Home > Blogs > VMware VROOM! Blog > Tag Archives: vGPU

Tag Archives: vGPU

Performance Comparison of Containerized Machine Learning Applications Running Natively with Nvidia vGPUs vs. in a VM – Episode 4

This article is by Hari Sivaraman, Uday Kurkure, and Lan Vu from the Performance Engineering team at VMware.

Performance Comparison of Containerized Machine Learning Applications

Docker containers [6] are rapidly becoming a popular environment in which to run different applications, including those in machine learning [1, 2, 3]. NVIDIA supports Docker containers with their own Docker engine utility, nvidia-docker [7], which is specialized to run applications that use NVIDIA GPUs.

The nvidia-docker container for machine learning includes the application and the machine learning framework (for example, TensorFlow [5]) but, importantly, it does not include the GPU driver or the CUDA toolkit.

Docker containers are hardware agnostic so, when an application uses specialized hardware like an NVIDIA GPU that needs kernel modules and user-level libraries, the container cannot include the required drivers.
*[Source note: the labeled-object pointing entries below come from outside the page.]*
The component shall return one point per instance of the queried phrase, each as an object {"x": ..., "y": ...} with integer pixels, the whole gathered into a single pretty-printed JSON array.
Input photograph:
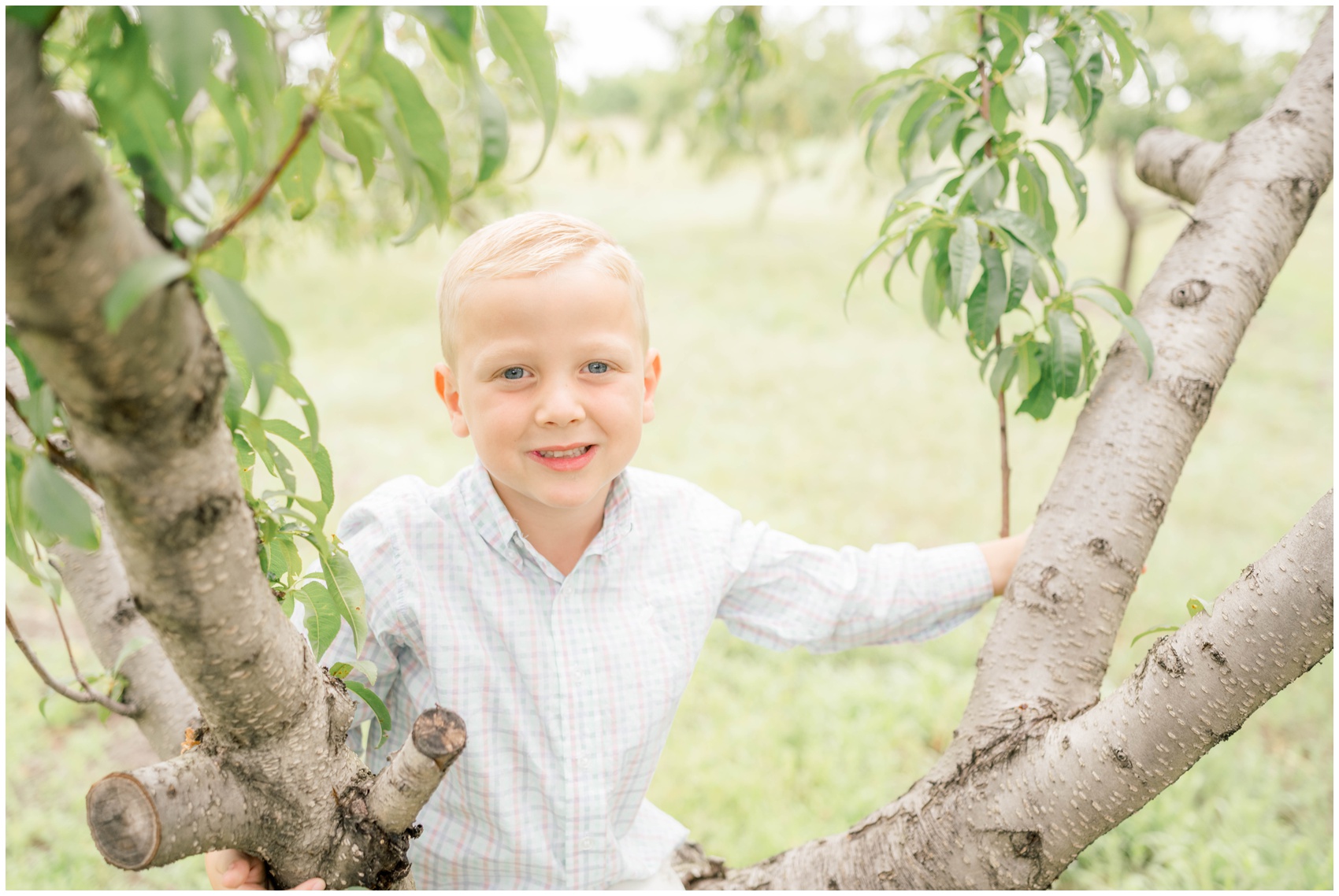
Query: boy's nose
[{"x": 558, "y": 405}]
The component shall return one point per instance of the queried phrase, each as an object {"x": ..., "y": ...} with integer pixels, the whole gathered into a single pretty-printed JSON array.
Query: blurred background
[{"x": 839, "y": 422}]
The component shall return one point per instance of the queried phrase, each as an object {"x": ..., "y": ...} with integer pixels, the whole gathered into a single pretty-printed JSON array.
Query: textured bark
[
  {"x": 1038, "y": 768},
  {"x": 98, "y": 590},
  {"x": 1178, "y": 164},
  {"x": 268, "y": 772}
]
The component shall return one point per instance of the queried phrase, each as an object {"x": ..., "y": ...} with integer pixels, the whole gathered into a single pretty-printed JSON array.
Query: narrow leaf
[
  {"x": 346, "y": 591},
  {"x": 964, "y": 255},
  {"x": 384, "y": 716},
  {"x": 1073, "y": 176},
  {"x": 1058, "y": 72},
  {"x": 137, "y": 282},
  {"x": 517, "y": 35},
  {"x": 250, "y": 327},
  {"x": 55, "y": 506}
]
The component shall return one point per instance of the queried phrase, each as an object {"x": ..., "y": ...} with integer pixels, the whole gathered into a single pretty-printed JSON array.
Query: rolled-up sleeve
[{"x": 788, "y": 594}]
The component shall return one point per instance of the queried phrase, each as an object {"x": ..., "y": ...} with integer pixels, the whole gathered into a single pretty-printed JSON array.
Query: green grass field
[{"x": 840, "y": 431}]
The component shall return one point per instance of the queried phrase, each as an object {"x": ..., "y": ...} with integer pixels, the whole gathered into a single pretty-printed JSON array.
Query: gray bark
[
  {"x": 1178, "y": 164},
  {"x": 1037, "y": 769},
  {"x": 271, "y": 773}
]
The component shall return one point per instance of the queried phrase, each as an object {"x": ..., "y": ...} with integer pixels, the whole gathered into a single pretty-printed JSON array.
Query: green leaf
[
  {"x": 137, "y": 282},
  {"x": 1130, "y": 323},
  {"x": 256, "y": 72},
  {"x": 495, "y": 139},
  {"x": 1058, "y": 72},
  {"x": 1066, "y": 353},
  {"x": 1125, "y": 47},
  {"x": 518, "y": 38},
  {"x": 1019, "y": 272},
  {"x": 250, "y": 327},
  {"x": 1153, "y": 631},
  {"x": 321, "y": 618},
  {"x": 451, "y": 30},
  {"x": 1073, "y": 176},
  {"x": 36, "y": 17},
  {"x": 228, "y": 257},
  {"x": 964, "y": 255},
  {"x": 1029, "y": 365},
  {"x": 933, "y": 296},
  {"x": 54, "y": 505},
  {"x": 1022, "y": 228},
  {"x": 941, "y": 133},
  {"x": 129, "y": 650},
  {"x": 384, "y": 716},
  {"x": 1004, "y": 368},
  {"x": 184, "y": 36},
  {"x": 225, "y": 101},
  {"x": 983, "y": 315},
  {"x": 365, "y": 667},
  {"x": 346, "y": 590},
  {"x": 1040, "y": 399},
  {"x": 358, "y": 141},
  {"x": 422, "y": 128}
]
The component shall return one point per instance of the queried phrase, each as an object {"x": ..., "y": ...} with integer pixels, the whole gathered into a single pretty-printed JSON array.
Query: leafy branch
[{"x": 990, "y": 227}]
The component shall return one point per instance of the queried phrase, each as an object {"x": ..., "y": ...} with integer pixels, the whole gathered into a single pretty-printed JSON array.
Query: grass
[{"x": 840, "y": 431}]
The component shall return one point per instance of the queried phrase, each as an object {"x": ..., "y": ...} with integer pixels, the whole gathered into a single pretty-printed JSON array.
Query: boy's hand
[
  {"x": 1002, "y": 556},
  {"x": 235, "y": 869}
]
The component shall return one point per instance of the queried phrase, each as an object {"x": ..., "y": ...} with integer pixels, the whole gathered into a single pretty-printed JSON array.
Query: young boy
[{"x": 558, "y": 599}]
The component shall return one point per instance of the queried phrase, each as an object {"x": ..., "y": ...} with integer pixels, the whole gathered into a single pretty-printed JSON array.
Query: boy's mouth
[{"x": 566, "y": 458}]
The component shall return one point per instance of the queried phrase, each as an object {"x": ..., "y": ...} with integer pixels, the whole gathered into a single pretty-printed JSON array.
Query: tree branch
[
  {"x": 1178, "y": 164},
  {"x": 89, "y": 695},
  {"x": 212, "y": 239}
]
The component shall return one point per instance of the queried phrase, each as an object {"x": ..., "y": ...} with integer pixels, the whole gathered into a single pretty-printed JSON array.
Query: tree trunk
[
  {"x": 271, "y": 773},
  {"x": 1040, "y": 768}
]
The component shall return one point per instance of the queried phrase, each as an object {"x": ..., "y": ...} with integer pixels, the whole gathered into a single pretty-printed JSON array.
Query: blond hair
[{"x": 526, "y": 246}]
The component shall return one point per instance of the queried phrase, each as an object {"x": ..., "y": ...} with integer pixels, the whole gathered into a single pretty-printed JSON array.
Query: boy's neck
[{"x": 560, "y": 535}]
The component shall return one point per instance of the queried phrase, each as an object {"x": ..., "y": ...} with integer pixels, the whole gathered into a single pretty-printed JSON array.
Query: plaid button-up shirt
[{"x": 568, "y": 683}]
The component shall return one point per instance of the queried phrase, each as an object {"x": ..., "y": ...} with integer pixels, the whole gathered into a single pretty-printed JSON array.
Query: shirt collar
[{"x": 497, "y": 527}]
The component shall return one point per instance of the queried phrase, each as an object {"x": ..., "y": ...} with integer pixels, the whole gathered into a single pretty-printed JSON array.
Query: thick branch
[
  {"x": 98, "y": 590},
  {"x": 1058, "y": 622},
  {"x": 1178, "y": 164},
  {"x": 1021, "y": 808},
  {"x": 143, "y": 412},
  {"x": 166, "y": 812}
]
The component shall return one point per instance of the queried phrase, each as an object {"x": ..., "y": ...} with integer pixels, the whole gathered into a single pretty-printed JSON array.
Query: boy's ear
[
  {"x": 651, "y": 378},
  {"x": 451, "y": 394}
]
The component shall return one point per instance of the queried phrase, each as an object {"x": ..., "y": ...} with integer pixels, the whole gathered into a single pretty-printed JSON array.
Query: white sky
[{"x": 602, "y": 39}]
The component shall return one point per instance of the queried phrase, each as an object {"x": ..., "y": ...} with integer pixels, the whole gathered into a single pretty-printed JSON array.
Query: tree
[
  {"x": 1038, "y": 769},
  {"x": 120, "y": 380}
]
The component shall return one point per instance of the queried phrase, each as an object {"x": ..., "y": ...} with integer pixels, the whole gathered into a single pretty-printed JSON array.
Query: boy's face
[{"x": 552, "y": 383}]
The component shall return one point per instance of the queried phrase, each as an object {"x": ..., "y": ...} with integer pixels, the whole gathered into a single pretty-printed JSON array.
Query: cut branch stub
[{"x": 414, "y": 770}]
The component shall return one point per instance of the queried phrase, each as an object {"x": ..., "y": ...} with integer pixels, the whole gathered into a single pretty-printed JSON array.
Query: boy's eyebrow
[{"x": 501, "y": 351}]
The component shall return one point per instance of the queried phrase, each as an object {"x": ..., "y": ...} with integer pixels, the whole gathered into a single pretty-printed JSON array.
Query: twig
[
  {"x": 57, "y": 456},
  {"x": 304, "y": 126},
  {"x": 86, "y": 697},
  {"x": 1004, "y": 470}
]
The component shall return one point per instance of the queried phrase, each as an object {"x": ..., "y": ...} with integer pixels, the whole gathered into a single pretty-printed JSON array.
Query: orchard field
[{"x": 839, "y": 429}]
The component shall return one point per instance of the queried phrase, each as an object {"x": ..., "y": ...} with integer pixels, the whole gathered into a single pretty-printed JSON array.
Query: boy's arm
[
  {"x": 785, "y": 592},
  {"x": 1002, "y": 556}
]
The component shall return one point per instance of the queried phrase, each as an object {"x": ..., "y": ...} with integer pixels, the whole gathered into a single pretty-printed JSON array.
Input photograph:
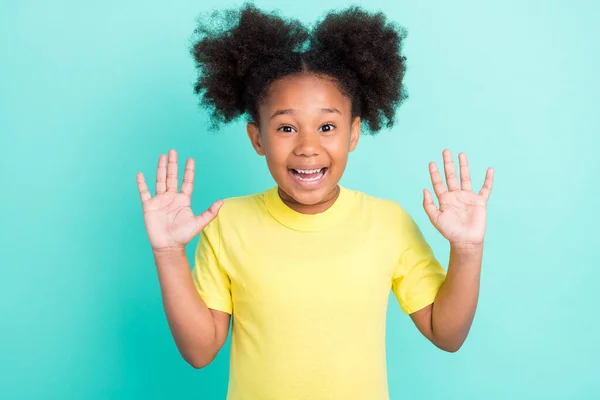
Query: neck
[{"x": 316, "y": 208}]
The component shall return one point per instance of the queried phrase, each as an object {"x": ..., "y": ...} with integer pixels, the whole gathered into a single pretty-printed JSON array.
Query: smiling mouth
[{"x": 309, "y": 175}]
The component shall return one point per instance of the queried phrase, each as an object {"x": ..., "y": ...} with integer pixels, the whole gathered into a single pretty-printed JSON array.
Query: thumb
[{"x": 208, "y": 215}]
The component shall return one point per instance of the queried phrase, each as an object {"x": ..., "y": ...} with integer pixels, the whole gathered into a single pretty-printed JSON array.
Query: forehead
[{"x": 305, "y": 92}]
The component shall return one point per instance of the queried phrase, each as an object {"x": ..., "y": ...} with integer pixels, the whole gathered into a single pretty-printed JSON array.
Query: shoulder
[
  {"x": 240, "y": 211},
  {"x": 380, "y": 207}
]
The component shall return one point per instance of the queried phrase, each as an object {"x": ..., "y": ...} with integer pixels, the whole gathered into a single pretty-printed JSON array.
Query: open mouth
[{"x": 309, "y": 175}]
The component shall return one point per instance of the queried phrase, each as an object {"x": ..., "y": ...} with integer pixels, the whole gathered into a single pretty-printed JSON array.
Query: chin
[{"x": 307, "y": 196}]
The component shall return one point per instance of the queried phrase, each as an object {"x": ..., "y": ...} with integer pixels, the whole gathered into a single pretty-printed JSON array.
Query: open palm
[
  {"x": 461, "y": 216},
  {"x": 169, "y": 219}
]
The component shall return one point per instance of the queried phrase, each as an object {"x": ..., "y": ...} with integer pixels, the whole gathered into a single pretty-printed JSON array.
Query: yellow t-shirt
[{"x": 309, "y": 293}]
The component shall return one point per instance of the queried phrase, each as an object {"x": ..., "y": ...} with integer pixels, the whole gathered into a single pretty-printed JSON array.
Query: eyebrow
[{"x": 291, "y": 111}]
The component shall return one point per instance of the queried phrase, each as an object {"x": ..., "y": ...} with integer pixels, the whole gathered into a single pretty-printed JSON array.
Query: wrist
[
  {"x": 169, "y": 252},
  {"x": 467, "y": 248}
]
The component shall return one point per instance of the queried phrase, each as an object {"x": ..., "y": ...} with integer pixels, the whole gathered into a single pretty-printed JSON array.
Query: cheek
[
  {"x": 338, "y": 147},
  {"x": 276, "y": 152}
]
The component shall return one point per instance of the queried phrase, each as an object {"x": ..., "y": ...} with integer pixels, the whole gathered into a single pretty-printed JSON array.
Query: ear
[
  {"x": 254, "y": 136},
  {"x": 354, "y": 133}
]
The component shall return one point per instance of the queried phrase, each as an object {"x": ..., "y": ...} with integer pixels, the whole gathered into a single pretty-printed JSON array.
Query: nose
[{"x": 307, "y": 144}]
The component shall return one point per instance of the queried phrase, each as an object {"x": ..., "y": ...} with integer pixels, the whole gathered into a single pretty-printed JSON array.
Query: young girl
[{"x": 305, "y": 269}]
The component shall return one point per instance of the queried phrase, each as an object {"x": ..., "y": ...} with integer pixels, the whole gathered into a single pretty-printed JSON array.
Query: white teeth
[
  {"x": 308, "y": 171},
  {"x": 320, "y": 174}
]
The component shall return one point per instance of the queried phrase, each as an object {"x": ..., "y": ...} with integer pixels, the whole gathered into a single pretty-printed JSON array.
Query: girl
[{"x": 306, "y": 267}]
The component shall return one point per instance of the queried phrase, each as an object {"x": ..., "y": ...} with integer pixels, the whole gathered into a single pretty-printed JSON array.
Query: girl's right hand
[{"x": 169, "y": 220}]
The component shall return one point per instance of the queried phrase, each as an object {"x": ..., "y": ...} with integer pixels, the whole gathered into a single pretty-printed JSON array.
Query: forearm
[
  {"x": 454, "y": 307},
  {"x": 190, "y": 320}
]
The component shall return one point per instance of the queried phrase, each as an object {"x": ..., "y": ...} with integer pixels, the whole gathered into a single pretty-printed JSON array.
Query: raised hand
[
  {"x": 169, "y": 220},
  {"x": 461, "y": 216}
]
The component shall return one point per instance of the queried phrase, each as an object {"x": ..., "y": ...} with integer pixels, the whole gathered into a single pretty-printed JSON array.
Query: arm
[
  {"x": 460, "y": 218},
  {"x": 198, "y": 331},
  {"x": 447, "y": 321}
]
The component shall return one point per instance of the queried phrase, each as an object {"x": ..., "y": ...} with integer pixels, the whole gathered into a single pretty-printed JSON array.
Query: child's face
[{"x": 306, "y": 132}]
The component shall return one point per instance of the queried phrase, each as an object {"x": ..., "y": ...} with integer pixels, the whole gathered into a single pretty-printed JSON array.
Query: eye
[
  {"x": 286, "y": 129},
  {"x": 327, "y": 128}
]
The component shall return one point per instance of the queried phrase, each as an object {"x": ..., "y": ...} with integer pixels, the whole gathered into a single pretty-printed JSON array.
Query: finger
[
  {"x": 430, "y": 208},
  {"x": 188, "y": 178},
  {"x": 161, "y": 175},
  {"x": 208, "y": 215},
  {"x": 486, "y": 190},
  {"x": 451, "y": 179},
  {"x": 172, "y": 171},
  {"x": 465, "y": 175},
  {"x": 143, "y": 188},
  {"x": 436, "y": 180}
]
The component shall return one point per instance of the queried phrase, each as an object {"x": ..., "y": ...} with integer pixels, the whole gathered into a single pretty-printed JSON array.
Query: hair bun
[
  {"x": 370, "y": 46},
  {"x": 228, "y": 45}
]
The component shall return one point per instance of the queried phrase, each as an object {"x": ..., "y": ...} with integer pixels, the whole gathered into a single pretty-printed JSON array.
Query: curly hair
[{"x": 240, "y": 52}]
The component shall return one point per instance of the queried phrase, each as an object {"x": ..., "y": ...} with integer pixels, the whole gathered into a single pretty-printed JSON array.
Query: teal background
[{"x": 93, "y": 92}]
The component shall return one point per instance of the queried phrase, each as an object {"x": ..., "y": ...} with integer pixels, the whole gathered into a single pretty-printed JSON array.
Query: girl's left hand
[{"x": 461, "y": 217}]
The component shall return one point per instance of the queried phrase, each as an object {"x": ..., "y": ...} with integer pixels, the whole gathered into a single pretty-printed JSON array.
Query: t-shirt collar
[{"x": 307, "y": 222}]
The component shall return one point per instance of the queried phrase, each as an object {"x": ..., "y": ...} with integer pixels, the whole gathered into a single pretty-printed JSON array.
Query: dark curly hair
[{"x": 240, "y": 52}]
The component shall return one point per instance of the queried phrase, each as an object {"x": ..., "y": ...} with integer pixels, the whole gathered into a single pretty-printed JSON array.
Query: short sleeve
[
  {"x": 418, "y": 275},
  {"x": 211, "y": 281}
]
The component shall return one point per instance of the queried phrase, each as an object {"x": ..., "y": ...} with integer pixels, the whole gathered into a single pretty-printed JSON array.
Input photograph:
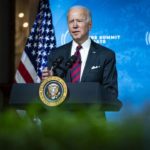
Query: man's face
[{"x": 79, "y": 24}]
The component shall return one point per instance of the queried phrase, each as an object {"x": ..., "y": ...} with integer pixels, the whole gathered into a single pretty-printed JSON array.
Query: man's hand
[{"x": 46, "y": 73}]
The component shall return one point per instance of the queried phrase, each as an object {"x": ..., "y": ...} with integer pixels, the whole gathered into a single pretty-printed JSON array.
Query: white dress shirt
[{"x": 83, "y": 51}]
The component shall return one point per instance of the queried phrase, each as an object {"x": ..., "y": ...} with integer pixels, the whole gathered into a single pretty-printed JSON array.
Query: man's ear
[{"x": 90, "y": 25}]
They live outside the container.

One workaround here is to install the driver inside the container and map its devices upon launch. This workaround is not portable since the versions inside the container need to match those in the native operating system.

The nvidia-docker engine utility provides an alternate mechanism that mounts the user-mode components at launch, but this requires you to install the driver and CUDA in the native operating system before launch. Both approaches have drawbacks, but the latter is clearly preferable.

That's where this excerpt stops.